Prior to the 2006 season, there was speculation that the Pirates would hire Jim Leyland as their new manager. The team had fired manager Lloyd McClendon near the end of the previous season, and Leyland was known to be interested in returning to the dugout. However, he ended up with Detroit, and Dave Littlefield chose Jim Tracy to lead the Bucs. Many fans were upset with the team for failing to pursue Leyland, and the anger grew as the Tigers reached the World Series in his first season. Meanwhile, Tracy led the Pirates to a 67-95 finish, good for fifth place in the National League Central.
Most pointed to Leyland as being the difference between the 2005 Tigers (71-91) and the 2006 version (95-67, World Series appearance). Some even claimed that the Pirates could have had similar success with Leyland steering the ship. While I would agree that Leyland is a superior manager to Tracy, he was not the most significant difference between the two franchises.
The most significant difference was the talent. The 2006 Tigers had a team ERA of 3.84, tops in Major League Baseball. The team also had a .777 OPS, 11th in the league. The argument can be made that Leyland and his staff had some influence over those statistics, but the reality is that the players were the ones that performed. The Pirates were going to lose 90+ games each of the past two seasons, regardless of who was filling out the lineup card.

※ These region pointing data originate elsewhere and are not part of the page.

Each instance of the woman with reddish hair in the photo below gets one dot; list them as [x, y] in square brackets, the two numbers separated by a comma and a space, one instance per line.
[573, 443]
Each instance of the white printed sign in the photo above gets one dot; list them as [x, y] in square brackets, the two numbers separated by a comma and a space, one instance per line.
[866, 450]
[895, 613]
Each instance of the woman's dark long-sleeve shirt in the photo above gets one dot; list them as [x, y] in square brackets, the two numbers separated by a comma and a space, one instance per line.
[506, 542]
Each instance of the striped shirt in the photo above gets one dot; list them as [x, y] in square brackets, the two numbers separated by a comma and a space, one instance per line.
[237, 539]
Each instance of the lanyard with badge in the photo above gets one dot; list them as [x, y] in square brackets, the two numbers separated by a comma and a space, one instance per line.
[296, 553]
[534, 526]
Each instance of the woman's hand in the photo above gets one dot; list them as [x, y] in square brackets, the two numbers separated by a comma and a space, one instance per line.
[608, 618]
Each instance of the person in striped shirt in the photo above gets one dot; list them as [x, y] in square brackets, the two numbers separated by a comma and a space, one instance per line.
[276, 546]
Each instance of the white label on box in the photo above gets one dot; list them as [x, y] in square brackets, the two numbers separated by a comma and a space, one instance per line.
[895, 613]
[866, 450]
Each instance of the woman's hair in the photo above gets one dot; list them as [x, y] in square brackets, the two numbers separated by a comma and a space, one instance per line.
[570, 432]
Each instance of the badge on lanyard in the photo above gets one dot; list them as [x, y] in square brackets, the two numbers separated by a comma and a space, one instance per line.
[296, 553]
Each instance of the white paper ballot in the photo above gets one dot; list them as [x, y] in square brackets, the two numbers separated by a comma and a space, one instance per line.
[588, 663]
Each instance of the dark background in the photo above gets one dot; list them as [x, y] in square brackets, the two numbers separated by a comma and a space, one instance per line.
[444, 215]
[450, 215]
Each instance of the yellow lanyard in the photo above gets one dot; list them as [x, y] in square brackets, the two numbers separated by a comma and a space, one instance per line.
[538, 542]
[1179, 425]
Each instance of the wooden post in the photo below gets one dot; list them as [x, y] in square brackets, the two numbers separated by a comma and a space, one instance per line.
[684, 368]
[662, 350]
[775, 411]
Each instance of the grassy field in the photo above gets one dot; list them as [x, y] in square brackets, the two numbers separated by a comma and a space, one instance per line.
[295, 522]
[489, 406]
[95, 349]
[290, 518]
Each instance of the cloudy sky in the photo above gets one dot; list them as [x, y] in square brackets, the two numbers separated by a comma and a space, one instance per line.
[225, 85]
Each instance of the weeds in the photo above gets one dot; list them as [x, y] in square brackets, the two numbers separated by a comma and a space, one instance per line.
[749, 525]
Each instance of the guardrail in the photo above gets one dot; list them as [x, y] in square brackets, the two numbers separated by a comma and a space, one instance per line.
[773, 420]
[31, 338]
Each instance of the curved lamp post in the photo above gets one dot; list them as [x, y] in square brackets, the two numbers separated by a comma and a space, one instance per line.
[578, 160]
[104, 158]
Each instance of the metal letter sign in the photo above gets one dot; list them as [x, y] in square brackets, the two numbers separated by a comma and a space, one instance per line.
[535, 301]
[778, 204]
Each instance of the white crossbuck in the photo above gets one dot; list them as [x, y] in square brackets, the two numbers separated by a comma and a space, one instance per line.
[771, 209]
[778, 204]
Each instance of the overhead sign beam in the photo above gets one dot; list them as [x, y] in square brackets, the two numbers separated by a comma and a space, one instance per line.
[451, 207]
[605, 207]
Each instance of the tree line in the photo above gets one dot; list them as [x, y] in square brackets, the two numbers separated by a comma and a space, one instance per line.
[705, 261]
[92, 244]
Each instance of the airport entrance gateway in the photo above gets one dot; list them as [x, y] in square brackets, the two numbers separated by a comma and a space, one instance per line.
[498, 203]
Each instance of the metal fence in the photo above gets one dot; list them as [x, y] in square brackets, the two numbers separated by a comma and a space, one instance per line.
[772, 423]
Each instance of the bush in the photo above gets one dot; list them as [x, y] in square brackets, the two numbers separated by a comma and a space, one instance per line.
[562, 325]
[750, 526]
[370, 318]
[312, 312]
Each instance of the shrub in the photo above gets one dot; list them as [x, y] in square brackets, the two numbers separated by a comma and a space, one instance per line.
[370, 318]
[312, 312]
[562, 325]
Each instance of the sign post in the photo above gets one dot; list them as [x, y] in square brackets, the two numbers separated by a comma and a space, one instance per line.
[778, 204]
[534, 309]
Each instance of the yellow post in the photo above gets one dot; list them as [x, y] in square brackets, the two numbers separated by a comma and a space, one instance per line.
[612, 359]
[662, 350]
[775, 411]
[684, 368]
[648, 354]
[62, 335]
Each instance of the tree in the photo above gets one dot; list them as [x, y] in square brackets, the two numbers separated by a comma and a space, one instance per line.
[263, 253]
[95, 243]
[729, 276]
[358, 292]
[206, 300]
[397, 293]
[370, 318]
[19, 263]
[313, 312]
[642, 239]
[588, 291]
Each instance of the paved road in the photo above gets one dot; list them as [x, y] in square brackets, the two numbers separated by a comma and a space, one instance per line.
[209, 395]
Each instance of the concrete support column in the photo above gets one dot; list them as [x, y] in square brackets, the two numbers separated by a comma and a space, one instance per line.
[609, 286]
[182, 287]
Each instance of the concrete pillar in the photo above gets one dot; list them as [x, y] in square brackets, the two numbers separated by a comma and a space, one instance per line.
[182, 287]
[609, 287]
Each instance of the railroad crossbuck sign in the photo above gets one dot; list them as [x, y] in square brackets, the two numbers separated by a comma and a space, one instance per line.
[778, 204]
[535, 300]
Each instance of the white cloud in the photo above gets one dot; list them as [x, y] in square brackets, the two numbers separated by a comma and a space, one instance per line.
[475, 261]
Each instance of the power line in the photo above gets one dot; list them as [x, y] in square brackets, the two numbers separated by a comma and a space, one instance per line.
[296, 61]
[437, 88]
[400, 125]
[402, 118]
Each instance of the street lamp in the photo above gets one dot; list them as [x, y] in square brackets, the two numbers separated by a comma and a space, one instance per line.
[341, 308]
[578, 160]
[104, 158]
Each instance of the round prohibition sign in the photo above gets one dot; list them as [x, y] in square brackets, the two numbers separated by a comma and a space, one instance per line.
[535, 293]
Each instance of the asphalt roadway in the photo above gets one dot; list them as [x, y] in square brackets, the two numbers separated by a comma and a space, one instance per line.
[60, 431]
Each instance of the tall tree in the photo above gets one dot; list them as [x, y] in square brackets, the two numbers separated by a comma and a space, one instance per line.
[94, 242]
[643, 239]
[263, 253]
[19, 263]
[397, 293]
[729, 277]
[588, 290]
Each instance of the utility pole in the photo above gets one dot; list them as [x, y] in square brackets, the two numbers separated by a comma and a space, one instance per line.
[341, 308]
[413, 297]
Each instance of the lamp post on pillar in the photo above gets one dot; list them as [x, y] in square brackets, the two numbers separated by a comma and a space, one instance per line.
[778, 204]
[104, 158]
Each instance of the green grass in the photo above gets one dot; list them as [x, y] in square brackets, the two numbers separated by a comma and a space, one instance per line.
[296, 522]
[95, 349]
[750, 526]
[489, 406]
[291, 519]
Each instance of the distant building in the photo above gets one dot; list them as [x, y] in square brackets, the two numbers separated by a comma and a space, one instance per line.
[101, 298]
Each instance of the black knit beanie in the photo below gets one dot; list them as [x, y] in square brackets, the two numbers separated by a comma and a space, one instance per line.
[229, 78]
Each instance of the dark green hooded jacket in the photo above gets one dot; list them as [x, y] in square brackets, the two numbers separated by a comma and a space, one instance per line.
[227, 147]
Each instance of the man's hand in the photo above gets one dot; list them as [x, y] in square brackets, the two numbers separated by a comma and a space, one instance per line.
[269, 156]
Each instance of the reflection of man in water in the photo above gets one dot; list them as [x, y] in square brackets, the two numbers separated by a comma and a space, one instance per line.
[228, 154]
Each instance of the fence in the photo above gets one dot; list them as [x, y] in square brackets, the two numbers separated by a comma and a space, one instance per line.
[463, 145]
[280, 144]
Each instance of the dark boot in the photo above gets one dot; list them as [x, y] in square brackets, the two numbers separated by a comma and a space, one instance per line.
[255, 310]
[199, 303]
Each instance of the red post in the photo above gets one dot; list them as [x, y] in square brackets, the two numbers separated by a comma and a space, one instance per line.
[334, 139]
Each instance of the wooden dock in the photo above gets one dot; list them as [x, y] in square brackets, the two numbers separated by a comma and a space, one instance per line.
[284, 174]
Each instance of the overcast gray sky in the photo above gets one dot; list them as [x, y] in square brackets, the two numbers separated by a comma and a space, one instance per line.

That brings us to 2008. Yesterday, the Pirates introduced John Russell as their new manager. It will be Russellís first opportunity to manage at the Major League level, and some are criticizing the hire due to his lack of experience. These skeptics would have preferred someone with a pedigree, someone that has proven that he can be successful managing at the highest level. They saw it as a cost-cutting maneuver, one that reeks of the McClatchy era that we have grown so accustomed. That assumption might be correct. But is that really a bad thing?
The Pirates are not going to be good in 2008. If the current core is kept together, there is a chance to be mediocre. If we assume that Neal Huntington will begin dealing veterans for prospects in an attempt to rebuild, it might be an extremely long season. Why should the team pay top dollar for an established manager just to potentially win 70 games instead of 67? That is how the Pirates have operated for many years (see Burnitz, Armas, Morris, etc.), and it is something that we hope will be changing with the new regime. Management should be cutting costs, they should be playing for the future, and they should not be concerned with the performance of the team in 2008.
Russell has had success managing in the minor leagues and is respected for his work with young players. I know it sounds suspiciously like a punch line that we have heard repeatedly for 15 years, but the Pirates should be treated like a AAAA team in the next season or two. The main concern should be the motivation and development of younger players. Huntington will have the important task: adding as much talent as possible to the minor league system. Russellís responsibilities are trivial in comparison.